U of T Engineering PhD candidate wants to improve sustainable, cost-effective treatment of Ontario’s drinking water

Growing up in a small neighbourhood in Cameroon, Maeva Che was aware of challenges of accessing clean drinking water.

“Experiencing that exposure to water issues and challenges with sustainable access to safe drinking water ignited my interest in water treatment,” Che says. 

Che’s drive to improve water quality challenges around the globe brought her to the University of Toronto’s Drinking Water Research Group (DWRG), where she is finding innovative solutions to solving local water issues. 

A PhD candidate in the department of civil and mineral engineering, Che’s research focuses on removing unpleasant taste and odour compounds in Ontario’s drinking water by promoting the biodegradation of these compounds through granular activated carbon (GAC) filtration.

Under the supervision of Ronald Hofmann, a professor in the department of civil and mineral engineering and member of the DWRG, the project is supported by a five-year Natural Sciences and Engineering Research Council of Canada (NSERC) Alliance grant called, Advanced and Emerging Issues in Drinking Water Treatment.

A process used in water treatment plants, GAC filtration utilizes granular activated carbon, which is made from organic materials that are high in carbon, such as wood, coal, or coconut shells. These materials are heated in the absence of oxygen through a process known as pyrolysis and prompted chemically or physically to produce the activated carbon. The activation enhances the material’s adsorption properties, making it productive to remove contaminants from water. 

While GAC filtration is an effective treatment process, its adsorptive capacity is limited. The adsorptive capacity of GAC is expected to become exhausted after about three years in service, so, drinking water treatment utilities must replace the GAC. Aside from the inconvenience, replacing GAC is costly. 

Che is working on alternative ways to remove contaminants using GAC filtration, specifically through biodegradation. When GAC has been in service for a while, there is the growth of micro-organisms on the GAC, which can be useful for removing contaminants.  

“Think of biodegradation as the useful bacteria on the GAC feeding on the contaminants in the water, thereby removing them.” Che explains.

“If the GAC has enough good bacteria that is biodegrading the compounds, the GAC may not need to be replaced when its adsorptive capacity becomes exhausted. This can extend the filter’s lifetime, resulting in cost benefits for treatment utilities.”

In other words, biodegradation can potentially enhance the performance of GAC filters.

Che and the DWRG will collaborate with water treatment plants to determine methods that can enhance the biodegradation of taste and odour compounds within their GAC filters. 

Currently in its initial phase, the project is taking place alongside the Peterborough Utilities Group’s drinking water treatment plant, where Che is conducting pilot-scale filtration studies with support from the Peterborough Utilities Commission. They plan to extend this research to other partner treatment plants in the future.

Working with various water treatment plants across Ontario, Che will also assess the effectiveness of GAC filters in removing non-traditional taste and odour compounds which are not commonly monitored.

To achieve this, she’ll evaluate filter performance for two common taste and odour compounds – 2-methylisoborneal and geosmin – and eight additional non-traditional compounds that can cause taste and odour events. This involves collecting GAC and water samples from the plants and conducting lab-scale filtration tests, called minicolumn tests. This test, developed by the DWRG, allows to differentiate between adsorption and biodegradation in GAC filters.

Minicolumn tests provide crucial insights into the performance of the GAC filters in terms of the adsorption and biodegradation of contaminants. To distinguish between these mechanisms, researchers use parallel minicolumns. One minicolumn operates under conditions where the biological activity of micro-organisms is suppressed, which isolates the adsorption process. The second minicolumn operates without biological suppression, allowing both adsorption and biodegradation to occur.

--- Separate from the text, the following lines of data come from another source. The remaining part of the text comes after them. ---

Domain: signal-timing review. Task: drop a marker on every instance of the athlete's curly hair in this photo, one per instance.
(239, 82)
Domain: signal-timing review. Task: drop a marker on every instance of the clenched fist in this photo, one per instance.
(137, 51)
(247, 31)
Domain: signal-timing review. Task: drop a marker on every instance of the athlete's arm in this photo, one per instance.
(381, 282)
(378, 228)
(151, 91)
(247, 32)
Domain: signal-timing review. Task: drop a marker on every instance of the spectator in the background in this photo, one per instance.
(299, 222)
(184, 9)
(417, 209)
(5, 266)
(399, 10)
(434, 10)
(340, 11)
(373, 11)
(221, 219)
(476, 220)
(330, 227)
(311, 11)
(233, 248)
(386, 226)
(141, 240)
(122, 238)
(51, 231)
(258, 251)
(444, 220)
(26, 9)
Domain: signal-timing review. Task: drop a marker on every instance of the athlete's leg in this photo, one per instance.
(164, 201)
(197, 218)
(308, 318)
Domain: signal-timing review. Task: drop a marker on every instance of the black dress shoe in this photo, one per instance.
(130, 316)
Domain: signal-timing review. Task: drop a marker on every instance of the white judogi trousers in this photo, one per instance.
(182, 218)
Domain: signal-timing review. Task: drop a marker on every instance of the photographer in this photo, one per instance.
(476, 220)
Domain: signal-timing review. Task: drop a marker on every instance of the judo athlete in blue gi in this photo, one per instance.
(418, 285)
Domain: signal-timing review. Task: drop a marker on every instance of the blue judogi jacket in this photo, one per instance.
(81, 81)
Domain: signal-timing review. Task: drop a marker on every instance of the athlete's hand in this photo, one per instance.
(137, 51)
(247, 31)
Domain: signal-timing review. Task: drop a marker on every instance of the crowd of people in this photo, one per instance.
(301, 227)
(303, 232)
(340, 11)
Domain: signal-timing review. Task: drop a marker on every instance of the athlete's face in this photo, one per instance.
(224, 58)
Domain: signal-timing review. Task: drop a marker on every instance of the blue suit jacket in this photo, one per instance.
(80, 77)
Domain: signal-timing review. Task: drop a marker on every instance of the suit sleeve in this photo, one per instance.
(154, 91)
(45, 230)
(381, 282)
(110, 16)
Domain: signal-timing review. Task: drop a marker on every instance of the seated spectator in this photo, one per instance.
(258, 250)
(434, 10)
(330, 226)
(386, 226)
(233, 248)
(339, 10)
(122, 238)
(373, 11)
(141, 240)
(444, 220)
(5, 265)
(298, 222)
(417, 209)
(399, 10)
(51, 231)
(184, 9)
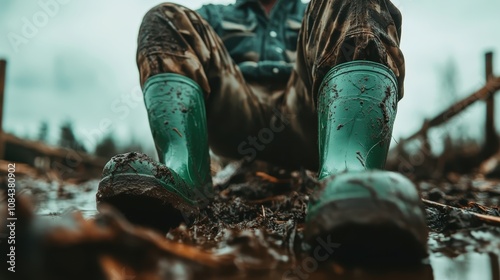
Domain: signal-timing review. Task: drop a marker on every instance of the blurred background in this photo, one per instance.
(72, 74)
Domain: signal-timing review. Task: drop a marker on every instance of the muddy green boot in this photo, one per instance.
(369, 214)
(164, 194)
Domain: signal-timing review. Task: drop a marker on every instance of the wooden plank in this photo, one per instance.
(491, 138)
(490, 88)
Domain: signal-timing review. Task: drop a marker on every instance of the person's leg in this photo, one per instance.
(351, 70)
(187, 75)
(175, 39)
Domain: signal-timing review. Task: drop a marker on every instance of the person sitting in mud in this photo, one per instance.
(298, 85)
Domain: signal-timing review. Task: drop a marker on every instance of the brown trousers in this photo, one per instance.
(271, 122)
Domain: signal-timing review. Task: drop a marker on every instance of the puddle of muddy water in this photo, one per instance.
(473, 261)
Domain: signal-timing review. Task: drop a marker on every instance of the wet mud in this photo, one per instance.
(252, 230)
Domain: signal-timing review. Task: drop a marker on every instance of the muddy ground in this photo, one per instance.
(253, 230)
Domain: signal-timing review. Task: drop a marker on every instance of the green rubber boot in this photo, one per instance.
(368, 213)
(166, 193)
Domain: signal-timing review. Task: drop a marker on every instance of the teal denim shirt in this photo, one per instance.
(263, 46)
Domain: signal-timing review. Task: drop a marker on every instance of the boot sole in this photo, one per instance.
(367, 232)
(144, 201)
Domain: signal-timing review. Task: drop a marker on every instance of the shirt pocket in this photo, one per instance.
(292, 29)
(240, 38)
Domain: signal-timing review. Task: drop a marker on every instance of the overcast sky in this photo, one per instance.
(78, 63)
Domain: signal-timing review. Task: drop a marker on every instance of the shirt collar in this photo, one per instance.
(242, 3)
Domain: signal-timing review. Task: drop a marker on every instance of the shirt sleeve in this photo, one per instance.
(209, 13)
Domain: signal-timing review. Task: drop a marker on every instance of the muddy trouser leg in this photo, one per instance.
(334, 32)
(174, 39)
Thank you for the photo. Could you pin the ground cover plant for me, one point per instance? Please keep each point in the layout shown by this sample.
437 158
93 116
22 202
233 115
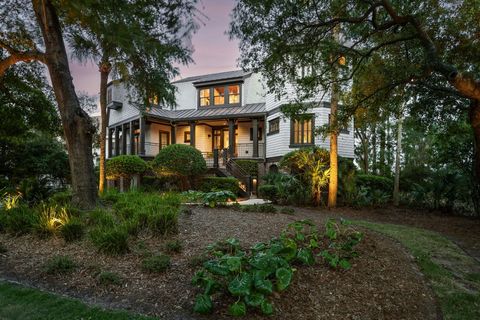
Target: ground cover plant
249 276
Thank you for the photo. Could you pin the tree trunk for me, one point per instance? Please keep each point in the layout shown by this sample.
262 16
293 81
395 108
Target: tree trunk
475 123
396 188
77 127
104 69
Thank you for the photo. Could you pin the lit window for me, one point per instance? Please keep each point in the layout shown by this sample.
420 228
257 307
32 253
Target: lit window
234 94
302 132
204 97
219 96
274 126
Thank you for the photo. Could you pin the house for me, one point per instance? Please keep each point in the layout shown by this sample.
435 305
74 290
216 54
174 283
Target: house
226 116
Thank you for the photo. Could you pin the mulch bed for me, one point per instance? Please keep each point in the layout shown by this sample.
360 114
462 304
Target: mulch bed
384 282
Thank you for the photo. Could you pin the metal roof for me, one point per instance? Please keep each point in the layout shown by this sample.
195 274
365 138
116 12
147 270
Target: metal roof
215 76
255 109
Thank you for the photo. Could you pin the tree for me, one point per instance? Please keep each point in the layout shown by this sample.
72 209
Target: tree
137 40
420 38
20 41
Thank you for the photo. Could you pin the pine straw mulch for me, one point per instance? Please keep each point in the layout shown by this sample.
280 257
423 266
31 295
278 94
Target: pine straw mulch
384 282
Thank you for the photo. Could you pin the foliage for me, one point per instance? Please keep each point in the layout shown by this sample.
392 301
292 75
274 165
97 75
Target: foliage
249 166
124 166
311 166
59 265
210 184
216 198
156 263
179 160
72 230
251 276
111 240
109 278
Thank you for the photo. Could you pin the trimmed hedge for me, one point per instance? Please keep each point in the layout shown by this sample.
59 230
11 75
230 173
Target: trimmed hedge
220 183
125 166
249 166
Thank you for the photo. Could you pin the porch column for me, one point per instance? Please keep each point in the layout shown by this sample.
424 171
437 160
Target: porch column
192 134
173 134
117 141
142 136
124 138
255 137
110 145
231 138
132 137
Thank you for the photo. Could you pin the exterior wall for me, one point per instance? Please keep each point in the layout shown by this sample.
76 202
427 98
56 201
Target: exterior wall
127 110
279 144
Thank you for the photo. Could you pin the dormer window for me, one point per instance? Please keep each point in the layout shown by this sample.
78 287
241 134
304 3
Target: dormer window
219 95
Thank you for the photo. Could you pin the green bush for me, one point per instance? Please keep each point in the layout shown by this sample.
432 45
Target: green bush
179 160
124 166
19 220
249 166
72 230
110 240
210 184
157 263
109 278
59 264
269 192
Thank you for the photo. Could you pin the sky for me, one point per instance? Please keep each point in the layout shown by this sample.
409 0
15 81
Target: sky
213 51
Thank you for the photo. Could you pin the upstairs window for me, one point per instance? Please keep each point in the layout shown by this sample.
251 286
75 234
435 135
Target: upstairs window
219 96
205 97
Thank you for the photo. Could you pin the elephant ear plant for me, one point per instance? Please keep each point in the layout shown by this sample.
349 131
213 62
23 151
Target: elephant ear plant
249 276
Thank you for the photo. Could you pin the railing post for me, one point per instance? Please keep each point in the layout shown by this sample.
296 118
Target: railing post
215 158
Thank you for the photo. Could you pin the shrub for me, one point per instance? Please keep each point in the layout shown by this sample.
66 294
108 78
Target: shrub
157 263
109 278
124 166
249 166
110 240
213 199
269 192
210 184
72 230
52 219
179 160
174 246
19 220
59 264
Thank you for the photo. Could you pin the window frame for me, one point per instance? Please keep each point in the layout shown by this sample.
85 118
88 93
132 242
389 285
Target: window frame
270 132
293 144
226 96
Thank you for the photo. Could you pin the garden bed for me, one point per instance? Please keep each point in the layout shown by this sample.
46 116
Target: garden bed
382 283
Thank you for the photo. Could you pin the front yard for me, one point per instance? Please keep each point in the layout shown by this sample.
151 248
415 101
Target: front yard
384 281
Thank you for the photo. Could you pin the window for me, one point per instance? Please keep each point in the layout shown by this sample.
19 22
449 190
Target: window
302 132
109 95
204 97
259 134
234 94
274 126
219 96
186 137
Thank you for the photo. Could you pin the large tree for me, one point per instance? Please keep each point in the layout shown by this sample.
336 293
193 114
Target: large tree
33 32
434 44
138 40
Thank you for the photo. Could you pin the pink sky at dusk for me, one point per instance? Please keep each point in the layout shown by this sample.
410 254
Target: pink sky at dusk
213 51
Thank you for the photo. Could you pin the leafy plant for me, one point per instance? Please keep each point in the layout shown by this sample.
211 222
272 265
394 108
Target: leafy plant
216 198
59 265
156 263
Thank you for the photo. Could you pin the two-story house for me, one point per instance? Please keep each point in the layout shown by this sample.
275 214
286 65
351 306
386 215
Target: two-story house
226 116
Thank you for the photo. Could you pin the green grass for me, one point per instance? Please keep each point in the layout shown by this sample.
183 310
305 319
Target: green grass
23 303
452 273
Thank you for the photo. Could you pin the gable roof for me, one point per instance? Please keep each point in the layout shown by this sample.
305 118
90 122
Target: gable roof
216 76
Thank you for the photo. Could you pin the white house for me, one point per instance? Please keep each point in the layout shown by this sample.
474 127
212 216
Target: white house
226 116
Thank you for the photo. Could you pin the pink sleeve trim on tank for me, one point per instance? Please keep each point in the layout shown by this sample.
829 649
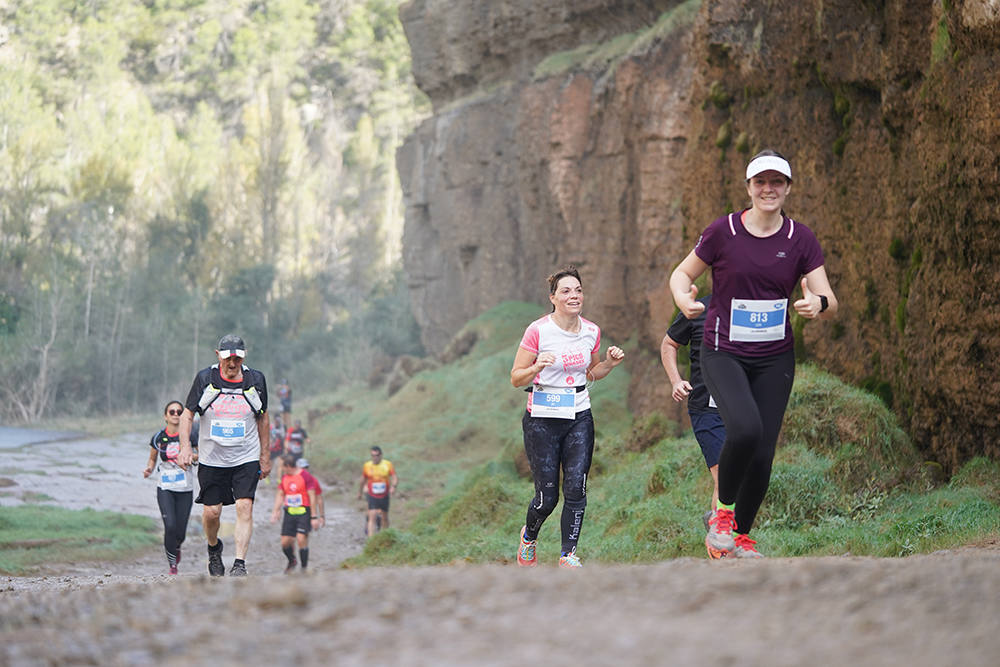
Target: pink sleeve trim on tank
529 341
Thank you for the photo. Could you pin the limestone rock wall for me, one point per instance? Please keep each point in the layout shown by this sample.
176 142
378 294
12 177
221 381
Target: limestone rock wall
607 134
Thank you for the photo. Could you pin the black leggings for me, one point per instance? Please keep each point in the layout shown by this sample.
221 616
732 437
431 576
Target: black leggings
552 444
752 393
175 508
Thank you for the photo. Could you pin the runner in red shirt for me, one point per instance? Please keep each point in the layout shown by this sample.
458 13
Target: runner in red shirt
298 503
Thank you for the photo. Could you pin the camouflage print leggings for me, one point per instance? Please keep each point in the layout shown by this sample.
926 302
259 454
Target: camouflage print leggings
552 444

“Many plants are unaware of their filters’ performance for other compounds, aside from the two common ones, that also contribute to taste and odour events in water. Our project, therefore, plays a crucial role in expanding the understanding of this,” Che says.

Some project partners include the Ajax Water Supply Plant and the Barrie Surface Water Treatment Plant. 

Making a direct, practical impact

The DWRG is made of approximately 30 graduate students, post-doctoral fellows, research managers, and associates who collaborate with local, national and international industry and government organizations to address a wide range of projects related to municipal drinking water.

Che credits her experience as a master’s student with the research group as a major factor in her decision to pursue a PhD at the University of Toronto. 

“During my master’s degree with the DWRG, I worked on projects that improved drinking water quality, gaining hands-on experience at treatment plants. Seeing the results of my research reinforced my decision to pursue my PhD here,” Che says.

Ultimately, Che hopes to make a significant impact in the field – and the DWRG provides opportunities to achieve this, with a supportive community of researchers and supervisors. 

“My goal is to continue researching and developing sustainable solutions for drinking water treatment that benefit communities in need,” Che says.